To go back to what you started with, Don, I'm afraid since Charlottesville and the talk about the white supremacists and putting them on the same level as protesters, we've seen now a series of -- Arpaio and now this. I don't know what it's like to be a minority person in this country, and I just often wonder about it, but I must say if I were in your shoes, and you can speak to this, I would feel increasingly there is a sign out there that's been hung up in the White House or outside the White House saying, if you're not white, you're not especially welcome. That is so sad. It's just not who we are. The vast majority of American people do not believe that. They are much closer to president Obama's values.

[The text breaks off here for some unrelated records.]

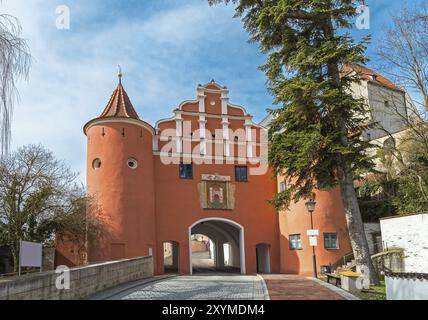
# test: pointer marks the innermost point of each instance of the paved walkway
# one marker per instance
(289, 287)
(200, 287)
(211, 286)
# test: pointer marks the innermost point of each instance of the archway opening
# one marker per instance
(225, 248)
(203, 252)
(170, 256)
(263, 258)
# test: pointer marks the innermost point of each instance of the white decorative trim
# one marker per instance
(224, 101)
(98, 121)
(208, 157)
(201, 99)
(241, 241)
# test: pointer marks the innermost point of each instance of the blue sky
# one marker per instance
(166, 47)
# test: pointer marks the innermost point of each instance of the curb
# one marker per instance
(265, 289)
(339, 291)
(111, 292)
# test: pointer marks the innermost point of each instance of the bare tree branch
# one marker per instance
(15, 61)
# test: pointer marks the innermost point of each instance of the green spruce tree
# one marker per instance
(315, 135)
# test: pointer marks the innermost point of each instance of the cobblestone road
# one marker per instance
(206, 287)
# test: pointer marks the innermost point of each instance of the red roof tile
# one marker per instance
(369, 75)
(120, 105)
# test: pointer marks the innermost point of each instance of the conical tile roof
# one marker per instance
(120, 105)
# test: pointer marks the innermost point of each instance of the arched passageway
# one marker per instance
(170, 256)
(227, 241)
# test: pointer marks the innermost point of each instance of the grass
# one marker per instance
(375, 293)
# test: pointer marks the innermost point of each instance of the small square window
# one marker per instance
(295, 242)
(330, 241)
(186, 171)
(241, 173)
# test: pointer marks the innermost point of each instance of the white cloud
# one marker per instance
(164, 57)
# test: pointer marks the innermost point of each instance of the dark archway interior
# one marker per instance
(223, 252)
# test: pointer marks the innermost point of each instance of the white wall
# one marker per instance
(411, 234)
(406, 289)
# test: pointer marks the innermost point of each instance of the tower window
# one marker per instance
(330, 241)
(241, 173)
(96, 164)
(132, 163)
(186, 171)
(282, 186)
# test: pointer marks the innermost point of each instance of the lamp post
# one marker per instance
(310, 205)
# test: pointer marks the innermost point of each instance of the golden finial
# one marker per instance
(120, 74)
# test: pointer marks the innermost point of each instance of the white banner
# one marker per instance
(31, 254)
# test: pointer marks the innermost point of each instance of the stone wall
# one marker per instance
(401, 286)
(84, 281)
(410, 234)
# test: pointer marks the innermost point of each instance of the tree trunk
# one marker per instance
(355, 224)
(15, 259)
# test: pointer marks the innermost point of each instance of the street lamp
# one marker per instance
(310, 205)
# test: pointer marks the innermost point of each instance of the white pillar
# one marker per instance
(224, 100)
(249, 138)
(202, 135)
(179, 131)
(201, 98)
(226, 136)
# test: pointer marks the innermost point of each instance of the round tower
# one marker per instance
(120, 181)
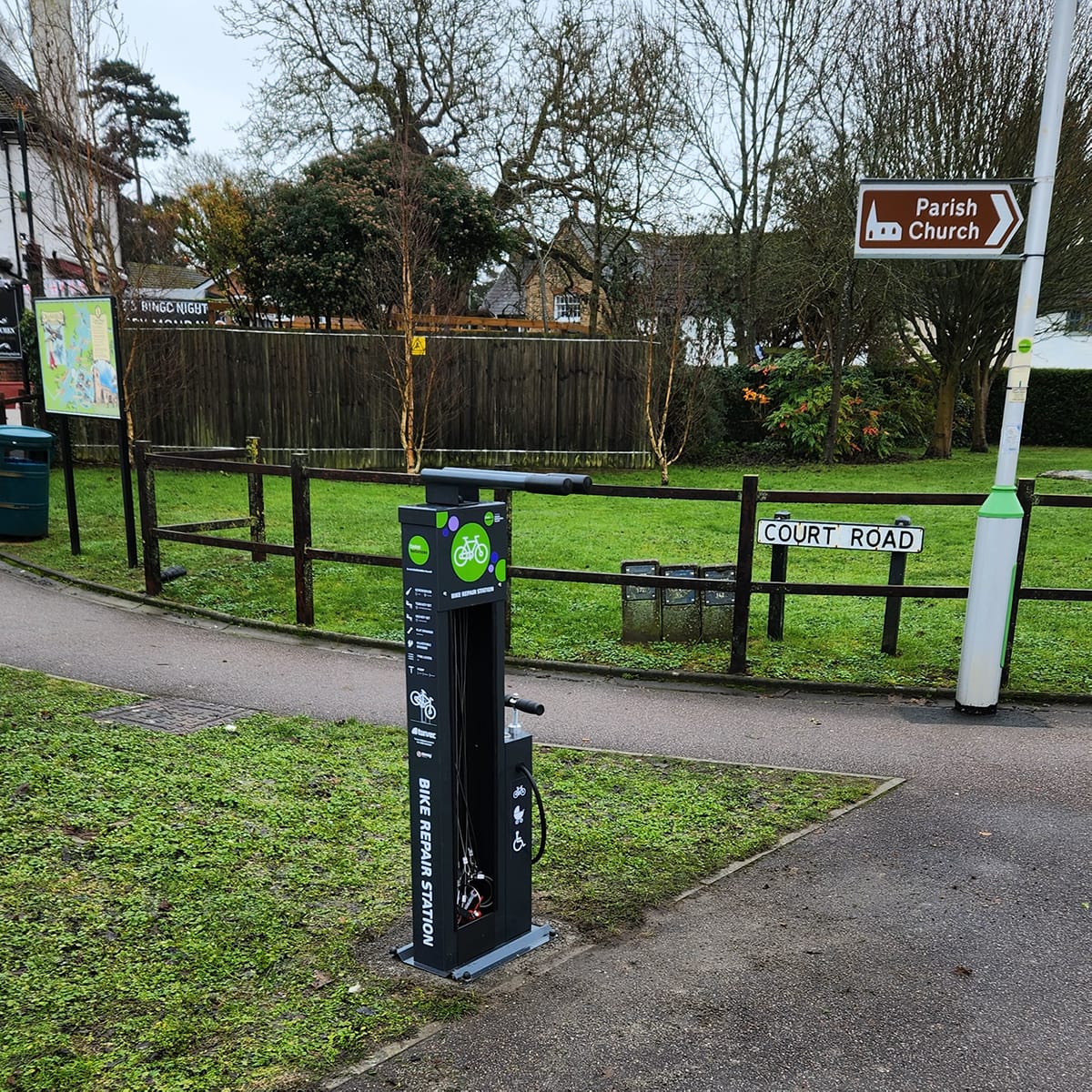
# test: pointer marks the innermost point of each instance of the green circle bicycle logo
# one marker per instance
(470, 552)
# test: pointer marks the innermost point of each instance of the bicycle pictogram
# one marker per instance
(424, 702)
(470, 550)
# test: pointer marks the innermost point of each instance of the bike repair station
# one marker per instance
(470, 784)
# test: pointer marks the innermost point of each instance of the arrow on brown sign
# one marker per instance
(935, 219)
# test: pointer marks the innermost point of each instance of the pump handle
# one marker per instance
(524, 704)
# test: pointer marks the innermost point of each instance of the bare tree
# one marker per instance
(420, 72)
(681, 341)
(594, 135)
(752, 93)
(940, 97)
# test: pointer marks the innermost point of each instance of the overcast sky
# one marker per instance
(183, 44)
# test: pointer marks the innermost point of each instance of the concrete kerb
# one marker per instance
(703, 680)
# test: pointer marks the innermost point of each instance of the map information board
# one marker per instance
(77, 352)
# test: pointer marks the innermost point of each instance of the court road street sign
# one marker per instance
(880, 539)
(935, 219)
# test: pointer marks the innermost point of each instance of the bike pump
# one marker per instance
(470, 775)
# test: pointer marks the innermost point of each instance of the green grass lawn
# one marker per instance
(213, 911)
(827, 638)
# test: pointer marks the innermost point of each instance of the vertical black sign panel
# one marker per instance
(11, 342)
(454, 571)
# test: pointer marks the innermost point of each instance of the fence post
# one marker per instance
(1026, 494)
(256, 498)
(779, 571)
(745, 573)
(301, 540)
(148, 518)
(893, 606)
(505, 497)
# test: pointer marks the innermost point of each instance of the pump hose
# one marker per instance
(541, 814)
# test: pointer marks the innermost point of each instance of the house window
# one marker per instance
(567, 308)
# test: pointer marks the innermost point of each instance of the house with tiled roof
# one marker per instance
(30, 184)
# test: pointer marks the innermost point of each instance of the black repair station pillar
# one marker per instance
(470, 795)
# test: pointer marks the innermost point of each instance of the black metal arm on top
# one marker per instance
(459, 485)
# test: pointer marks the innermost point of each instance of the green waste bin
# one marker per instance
(25, 456)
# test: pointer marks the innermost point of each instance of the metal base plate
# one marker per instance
(535, 937)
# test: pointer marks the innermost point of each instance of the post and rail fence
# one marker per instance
(305, 552)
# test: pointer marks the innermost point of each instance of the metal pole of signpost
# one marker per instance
(779, 572)
(997, 533)
(893, 610)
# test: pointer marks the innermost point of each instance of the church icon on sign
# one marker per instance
(882, 230)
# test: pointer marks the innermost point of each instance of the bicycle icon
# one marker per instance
(470, 550)
(423, 700)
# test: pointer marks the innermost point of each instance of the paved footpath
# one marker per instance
(939, 938)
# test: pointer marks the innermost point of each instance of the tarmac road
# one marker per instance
(938, 938)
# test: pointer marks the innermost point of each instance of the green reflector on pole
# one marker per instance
(1003, 503)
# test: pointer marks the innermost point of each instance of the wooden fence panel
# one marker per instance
(196, 387)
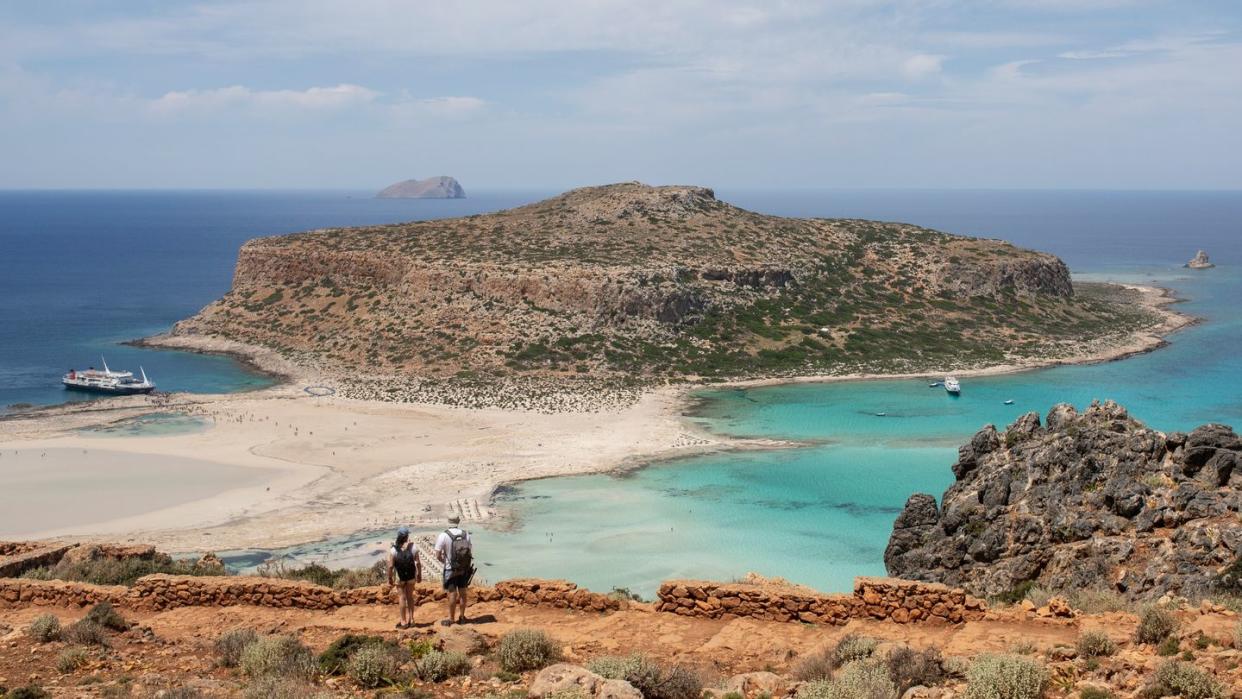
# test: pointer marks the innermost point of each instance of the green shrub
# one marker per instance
(85, 632)
(335, 657)
(374, 664)
(650, 678)
(71, 659)
(1155, 625)
(230, 646)
(117, 571)
(439, 666)
(857, 679)
(1005, 677)
(1189, 682)
(45, 628)
(1094, 644)
(106, 616)
(283, 688)
(908, 668)
(277, 656)
(525, 649)
(824, 663)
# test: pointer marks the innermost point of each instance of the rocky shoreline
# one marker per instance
(1081, 500)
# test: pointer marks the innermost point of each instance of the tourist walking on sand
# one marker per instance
(404, 561)
(453, 549)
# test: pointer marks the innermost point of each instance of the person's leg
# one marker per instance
(409, 604)
(401, 602)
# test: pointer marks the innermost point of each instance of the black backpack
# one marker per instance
(405, 561)
(461, 560)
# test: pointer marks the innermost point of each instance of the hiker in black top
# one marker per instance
(455, 550)
(404, 561)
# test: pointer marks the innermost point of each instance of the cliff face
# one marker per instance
(430, 188)
(1078, 502)
(630, 279)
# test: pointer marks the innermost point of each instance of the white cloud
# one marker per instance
(922, 65)
(244, 97)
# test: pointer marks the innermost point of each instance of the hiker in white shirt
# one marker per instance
(453, 549)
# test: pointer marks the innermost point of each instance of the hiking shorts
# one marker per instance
(456, 581)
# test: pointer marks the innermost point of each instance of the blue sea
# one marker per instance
(82, 271)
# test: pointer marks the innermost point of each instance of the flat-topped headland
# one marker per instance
(604, 291)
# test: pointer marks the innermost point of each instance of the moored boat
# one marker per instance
(951, 385)
(108, 381)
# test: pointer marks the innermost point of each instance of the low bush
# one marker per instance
(857, 679)
(650, 678)
(29, 692)
(439, 666)
(106, 616)
(525, 649)
(1094, 644)
(283, 688)
(908, 667)
(118, 571)
(335, 657)
(824, 663)
(1005, 677)
(71, 659)
(277, 656)
(1187, 680)
(374, 664)
(45, 628)
(1155, 625)
(85, 632)
(230, 646)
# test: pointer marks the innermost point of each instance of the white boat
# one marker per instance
(951, 385)
(107, 381)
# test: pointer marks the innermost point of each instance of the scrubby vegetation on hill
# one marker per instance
(636, 282)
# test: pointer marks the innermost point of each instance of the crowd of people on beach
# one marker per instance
(455, 551)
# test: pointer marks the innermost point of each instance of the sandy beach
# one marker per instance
(282, 467)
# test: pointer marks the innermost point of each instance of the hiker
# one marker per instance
(404, 560)
(453, 549)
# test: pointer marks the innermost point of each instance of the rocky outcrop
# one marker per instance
(901, 601)
(1200, 261)
(1079, 500)
(630, 282)
(431, 188)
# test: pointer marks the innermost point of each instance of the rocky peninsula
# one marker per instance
(1077, 502)
(602, 289)
(431, 188)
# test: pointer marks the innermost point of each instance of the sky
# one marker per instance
(558, 93)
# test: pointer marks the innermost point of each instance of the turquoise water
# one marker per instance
(821, 515)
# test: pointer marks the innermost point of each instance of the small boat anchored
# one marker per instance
(108, 381)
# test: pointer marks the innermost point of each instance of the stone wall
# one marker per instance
(18, 558)
(901, 601)
(172, 591)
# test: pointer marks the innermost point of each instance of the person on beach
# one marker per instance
(455, 550)
(404, 561)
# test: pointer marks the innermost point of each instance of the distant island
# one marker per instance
(632, 283)
(1200, 262)
(431, 188)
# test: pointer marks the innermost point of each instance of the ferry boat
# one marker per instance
(951, 385)
(108, 381)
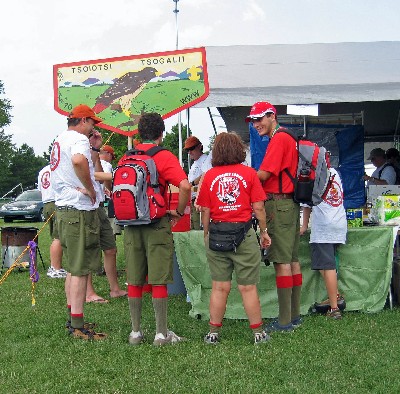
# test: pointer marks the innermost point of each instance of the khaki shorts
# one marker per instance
(107, 238)
(283, 223)
(245, 262)
(80, 240)
(48, 209)
(149, 251)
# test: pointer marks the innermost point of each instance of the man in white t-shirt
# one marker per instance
(44, 185)
(194, 148)
(328, 231)
(72, 164)
(107, 237)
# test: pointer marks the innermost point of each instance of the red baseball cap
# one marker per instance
(83, 111)
(109, 149)
(258, 110)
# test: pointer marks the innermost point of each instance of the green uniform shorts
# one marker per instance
(48, 209)
(245, 262)
(80, 240)
(149, 251)
(283, 223)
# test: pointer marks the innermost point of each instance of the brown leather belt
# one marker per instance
(279, 196)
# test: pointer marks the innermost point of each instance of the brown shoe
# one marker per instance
(334, 314)
(86, 325)
(87, 335)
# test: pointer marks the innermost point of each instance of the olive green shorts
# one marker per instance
(283, 223)
(107, 238)
(245, 262)
(48, 209)
(80, 240)
(149, 251)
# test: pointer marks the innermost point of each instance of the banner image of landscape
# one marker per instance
(121, 89)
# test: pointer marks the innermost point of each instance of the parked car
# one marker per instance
(27, 206)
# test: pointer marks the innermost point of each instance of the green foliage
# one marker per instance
(6, 151)
(25, 166)
(16, 165)
(5, 108)
(358, 354)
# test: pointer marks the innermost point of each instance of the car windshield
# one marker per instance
(31, 195)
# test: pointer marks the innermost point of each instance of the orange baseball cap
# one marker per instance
(109, 149)
(83, 111)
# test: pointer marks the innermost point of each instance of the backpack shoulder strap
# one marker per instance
(154, 150)
(288, 131)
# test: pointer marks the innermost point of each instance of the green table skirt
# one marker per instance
(365, 271)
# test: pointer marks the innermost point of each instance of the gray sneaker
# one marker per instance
(170, 339)
(334, 314)
(135, 338)
(211, 338)
(261, 337)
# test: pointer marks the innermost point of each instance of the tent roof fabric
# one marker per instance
(303, 73)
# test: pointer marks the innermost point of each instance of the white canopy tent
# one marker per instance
(343, 78)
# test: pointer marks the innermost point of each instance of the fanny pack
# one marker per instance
(225, 236)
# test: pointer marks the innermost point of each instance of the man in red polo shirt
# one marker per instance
(283, 214)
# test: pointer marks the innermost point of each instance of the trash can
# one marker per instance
(14, 240)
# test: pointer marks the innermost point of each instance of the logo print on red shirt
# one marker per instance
(228, 190)
(334, 196)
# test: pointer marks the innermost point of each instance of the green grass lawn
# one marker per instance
(359, 354)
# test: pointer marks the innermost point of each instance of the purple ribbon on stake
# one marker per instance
(34, 275)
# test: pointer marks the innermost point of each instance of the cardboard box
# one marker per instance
(387, 210)
(374, 191)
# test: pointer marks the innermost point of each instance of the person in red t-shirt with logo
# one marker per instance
(229, 194)
(283, 214)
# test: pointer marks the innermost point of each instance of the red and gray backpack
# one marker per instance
(313, 178)
(136, 190)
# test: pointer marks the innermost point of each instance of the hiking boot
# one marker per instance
(86, 325)
(87, 335)
(135, 338)
(56, 274)
(334, 314)
(297, 322)
(261, 337)
(211, 338)
(170, 339)
(274, 326)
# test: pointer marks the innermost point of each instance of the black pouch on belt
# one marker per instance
(225, 236)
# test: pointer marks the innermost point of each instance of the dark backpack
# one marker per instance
(136, 191)
(313, 178)
(397, 170)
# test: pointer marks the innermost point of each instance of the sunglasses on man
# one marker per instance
(191, 148)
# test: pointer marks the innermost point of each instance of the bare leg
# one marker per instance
(77, 292)
(330, 278)
(218, 298)
(91, 295)
(110, 266)
(251, 303)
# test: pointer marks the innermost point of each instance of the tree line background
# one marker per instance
(21, 165)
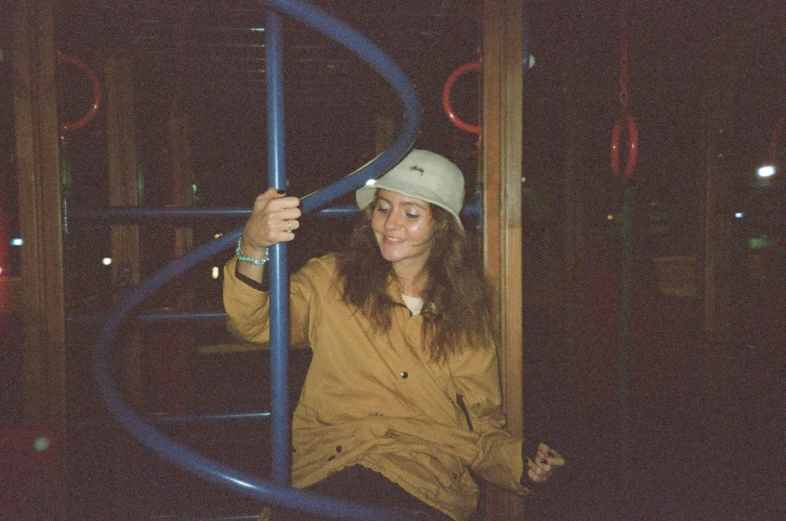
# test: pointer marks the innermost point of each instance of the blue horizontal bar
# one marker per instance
(162, 419)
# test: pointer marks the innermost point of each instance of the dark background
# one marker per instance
(707, 415)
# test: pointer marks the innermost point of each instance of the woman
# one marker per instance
(401, 402)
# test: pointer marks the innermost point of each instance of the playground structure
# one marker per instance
(56, 144)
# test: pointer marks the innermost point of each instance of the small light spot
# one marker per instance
(41, 443)
(766, 171)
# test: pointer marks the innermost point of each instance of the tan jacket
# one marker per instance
(378, 401)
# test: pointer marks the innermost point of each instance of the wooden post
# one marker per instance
(38, 181)
(501, 173)
(124, 183)
(717, 224)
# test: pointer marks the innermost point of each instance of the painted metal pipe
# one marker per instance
(279, 276)
(196, 463)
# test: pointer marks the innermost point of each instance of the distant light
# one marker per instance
(766, 171)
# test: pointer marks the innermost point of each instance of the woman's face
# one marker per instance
(404, 229)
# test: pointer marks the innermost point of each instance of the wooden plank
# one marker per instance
(124, 182)
(38, 180)
(501, 171)
(40, 208)
(717, 224)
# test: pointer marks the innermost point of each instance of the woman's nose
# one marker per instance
(392, 220)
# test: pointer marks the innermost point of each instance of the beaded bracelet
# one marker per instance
(252, 260)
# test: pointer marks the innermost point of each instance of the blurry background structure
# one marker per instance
(184, 102)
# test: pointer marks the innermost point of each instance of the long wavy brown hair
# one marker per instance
(457, 309)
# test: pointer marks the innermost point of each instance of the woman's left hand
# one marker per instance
(544, 464)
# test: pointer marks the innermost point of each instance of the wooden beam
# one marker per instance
(501, 172)
(40, 209)
(38, 180)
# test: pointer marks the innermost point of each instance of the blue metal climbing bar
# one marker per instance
(275, 492)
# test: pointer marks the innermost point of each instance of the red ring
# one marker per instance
(475, 129)
(97, 92)
(633, 145)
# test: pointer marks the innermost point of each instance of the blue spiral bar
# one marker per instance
(199, 465)
(279, 277)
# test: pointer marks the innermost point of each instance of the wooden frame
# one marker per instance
(501, 172)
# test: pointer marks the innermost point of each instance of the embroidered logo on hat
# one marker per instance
(440, 182)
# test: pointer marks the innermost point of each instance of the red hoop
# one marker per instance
(91, 113)
(475, 129)
(776, 142)
(633, 145)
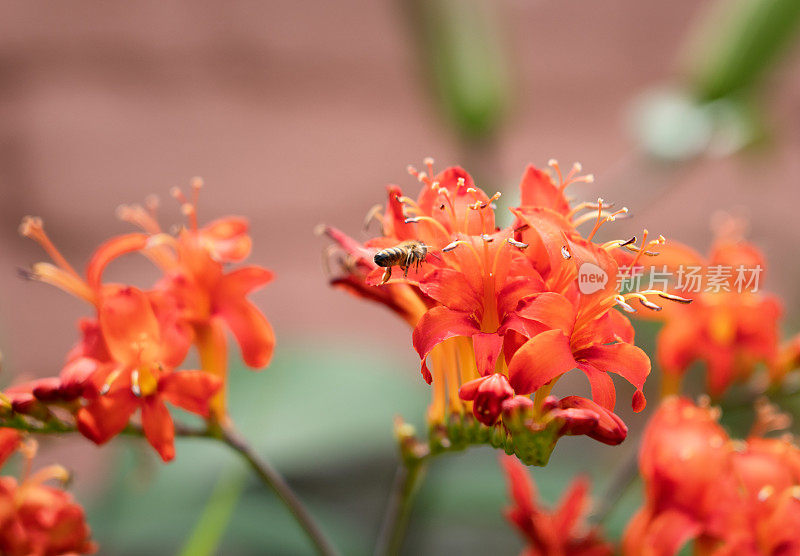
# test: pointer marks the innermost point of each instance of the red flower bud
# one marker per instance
(488, 394)
(584, 417)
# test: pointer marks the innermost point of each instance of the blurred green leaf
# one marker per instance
(207, 534)
(459, 46)
(737, 43)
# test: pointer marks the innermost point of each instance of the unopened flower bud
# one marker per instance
(487, 394)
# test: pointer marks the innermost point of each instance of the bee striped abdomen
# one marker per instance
(390, 257)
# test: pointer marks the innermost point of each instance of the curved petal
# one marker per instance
(437, 325)
(572, 507)
(514, 290)
(243, 280)
(109, 251)
(158, 427)
(626, 360)
(540, 360)
(551, 309)
(190, 390)
(538, 190)
(487, 348)
(251, 329)
(106, 416)
(450, 288)
(603, 392)
(129, 325)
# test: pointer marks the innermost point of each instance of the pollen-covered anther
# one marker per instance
(622, 302)
(765, 493)
(673, 297)
(450, 246)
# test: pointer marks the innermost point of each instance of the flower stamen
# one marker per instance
(32, 227)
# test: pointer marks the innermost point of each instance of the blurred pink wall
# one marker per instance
(297, 113)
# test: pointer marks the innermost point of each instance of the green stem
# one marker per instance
(265, 472)
(408, 479)
(270, 477)
(621, 481)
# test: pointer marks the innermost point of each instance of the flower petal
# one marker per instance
(106, 416)
(603, 392)
(158, 427)
(244, 280)
(626, 360)
(129, 325)
(451, 289)
(551, 309)
(252, 330)
(437, 325)
(540, 360)
(538, 190)
(487, 348)
(9, 440)
(109, 251)
(190, 390)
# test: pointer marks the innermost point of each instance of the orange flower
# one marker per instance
(558, 532)
(39, 519)
(731, 331)
(202, 294)
(503, 313)
(140, 375)
(729, 497)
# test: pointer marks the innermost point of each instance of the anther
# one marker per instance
(622, 303)
(135, 387)
(673, 297)
(649, 304)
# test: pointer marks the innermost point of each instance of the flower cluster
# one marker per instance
(729, 497)
(558, 532)
(500, 314)
(133, 345)
(733, 331)
(36, 518)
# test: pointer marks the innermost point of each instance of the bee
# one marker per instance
(405, 255)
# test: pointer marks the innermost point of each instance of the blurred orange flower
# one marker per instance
(729, 497)
(39, 519)
(557, 532)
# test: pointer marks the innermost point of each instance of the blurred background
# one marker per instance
(297, 113)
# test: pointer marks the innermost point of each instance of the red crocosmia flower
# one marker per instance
(596, 347)
(557, 532)
(40, 519)
(579, 416)
(488, 395)
(356, 263)
(198, 292)
(728, 497)
(478, 298)
(140, 375)
(731, 325)
(9, 442)
(482, 293)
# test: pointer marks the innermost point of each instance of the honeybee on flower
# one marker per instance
(498, 313)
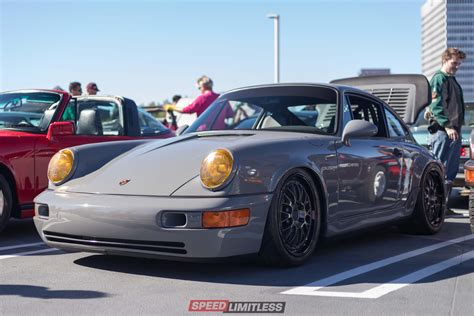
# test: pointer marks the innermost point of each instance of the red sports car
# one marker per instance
(35, 124)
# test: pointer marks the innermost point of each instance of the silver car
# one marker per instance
(266, 170)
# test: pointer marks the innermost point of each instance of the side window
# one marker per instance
(346, 112)
(395, 128)
(149, 125)
(366, 109)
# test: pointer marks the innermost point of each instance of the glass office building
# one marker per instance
(448, 23)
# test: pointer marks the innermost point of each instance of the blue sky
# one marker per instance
(151, 50)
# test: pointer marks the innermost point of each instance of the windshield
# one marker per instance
(31, 111)
(297, 113)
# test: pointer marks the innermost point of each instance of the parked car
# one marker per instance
(318, 161)
(469, 175)
(35, 124)
(397, 96)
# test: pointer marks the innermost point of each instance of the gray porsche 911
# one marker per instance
(265, 170)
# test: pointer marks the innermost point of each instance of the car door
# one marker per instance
(98, 120)
(369, 170)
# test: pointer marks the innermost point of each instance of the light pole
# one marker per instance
(276, 19)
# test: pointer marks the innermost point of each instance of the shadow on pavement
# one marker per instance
(44, 293)
(331, 258)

Lemon agreed, saying that “the vast majority of American people,” are “appalled” by Trump’s actions. He repeated an inflammatory question he led with twice at the beginning of the show, asking, “What does this say to Americans of color?” He answered his own question: “It says, what you said, you’re not wanted,” Lemon stated.
If you don't want to listen to the words, just look at the policies. Look at the policies that have been put into place mostly by executive action that they have said now was illegal when President Obama did it, but when this president does an executive action, it's all of a sudden not illegal and should be law. Its hypocritical
Later on in the same hour with guest Fareed Zakaria, Lemon made the same allegation again, more forcefully:
Don't you think those signals-- if you're a person of color in this country-- what does it say to you? We're not just talking about rhetoric, what you see on the campaign trail. These are actual policies you're trying to put in place. This is not an executive order by him, but he's pawning it off on someone else. What does this say to you if you're not white-- specifically a white male American or just a white American? If you’re a person of color?